關閉交換區,消除交換內存到虛擬內存時對性能的擾動。

echo 0 | sudo tee /proc/sys/vm/swappiness
  • Compaction相關

當使用聚合表或更新模型,導入數據比較快的時候,可在配置文件 be.conf 中修改下列參數以加速compaction。

cumulative_compaction_num_threads_per_disk = 4
base_compaction_num_threads_per_disk = 2
cumulative_compaction_check_interval_seconds = 2
  • 並行度

在客戶端執行命令,修改StarRocks的並行度(類似clickhouse set max_threads= 8)。

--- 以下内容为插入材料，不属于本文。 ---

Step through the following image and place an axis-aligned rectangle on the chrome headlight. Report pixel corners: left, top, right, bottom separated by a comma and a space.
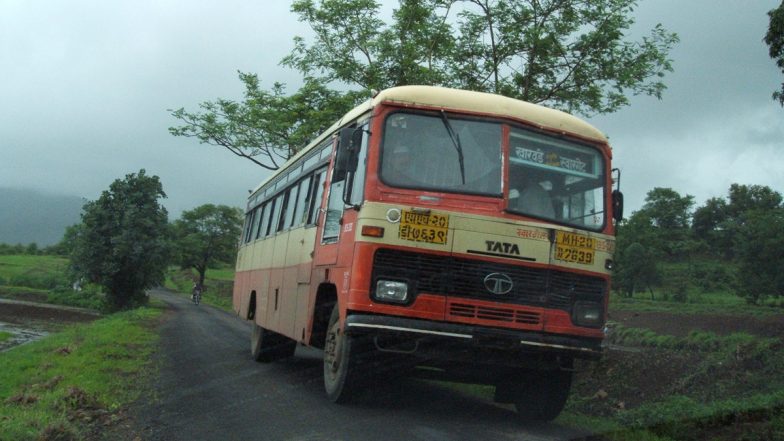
374, 280, 409, 304
572, 301, 603, 328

並行度可以設置為當前機器CPU核數的一半。

set global parallel_fragment_exec_instance_num =  8;

使用MySQL客戶端訪問StarRocks

Root用戶登錄

使用MySQL客戶端連接某一個FE實例的query_port(9030), StarRocks內置root用戶,密碼默認為空:

mysql -h fe_host -P9030 -u root

清理環境:

mysql > drop database if exists example_db;

mysql > drop user test;

創建新用戶

通過下面的命令創建一個普通用戶:

mysql > create user 'test_xxx' identified by 'xxx123456';

創建數據庫

StarRocks中root賬戶才有權建立數據庫,使用root用戶登錄,建立example_db數據庫:

mysql > create database test_xxx_db;

數據庫創建完成之后,可以通過show databases查看數據庫信息:

MySQL [(none)]> show databases;
+--------------------+
| Database           |
+--------------------+
| _statistics_       |
| information_schema |
| test_xxx_db        |
+--------------------+
3 rows in set (0.00 sec)

information_schema是為了兼容mysql協議而存在,實際中信息可能不是很准確,所以關於具體數據庫的信息建議通過直接查詢相應數據庫而獲得。

賬戶授權

example_db創建完成之后,可以通過root賬戶example_db讀寫權限授權給test賬戶,授權之后采用test賬戶登錄就可以操作example_db數據庫了:

mysql > grant all on test_xxx_db to test_xxx;

退出root賬戶,使用test登錄StarRocks集群:

mysql > exit

mysql -h 127.0.0.1 -P9030 -utest_xxx -pxxx123456

建表

StarRocks支持支持單分區和復合分區兩種建表方式。

在復合分區中:

  • 第一級稱為Partition,即分區。用戶可以指定某一維度列作為分區列(當前只支持整型和時間類型的列),並指定每個分區的取值范圍。
  • 第二級稱為Distribution,即分桶。用戶可以指定某幾個維度列(或不指定,即所有KEY列)以及桶數對數據進行HASH分布。

以下場景推薦使用復合分區:

  • 有時間維度或類似帶有有序值的維度:可以以這類維度列作為分區列。分區粒度可以根據導入頻次、分區數據量等進行評估。
  • 歷史數據刪除需求:如有刪除歷史數據的需求(比如僅保留最近N 天的數據)。使用復合分區,可以通過刪除歷史分區來達到目的。也可以通過在指定分區內發送DELETE語句進行數據刪除。
  • 解決數據傾斜問題:每個分區可以單獨指定分桶數量。如按天分區,當每天的數據量差異很大時,可以通過指定分區的分桶數,合理划分不同分區的數據,分桶列建議選擇區分度大的列。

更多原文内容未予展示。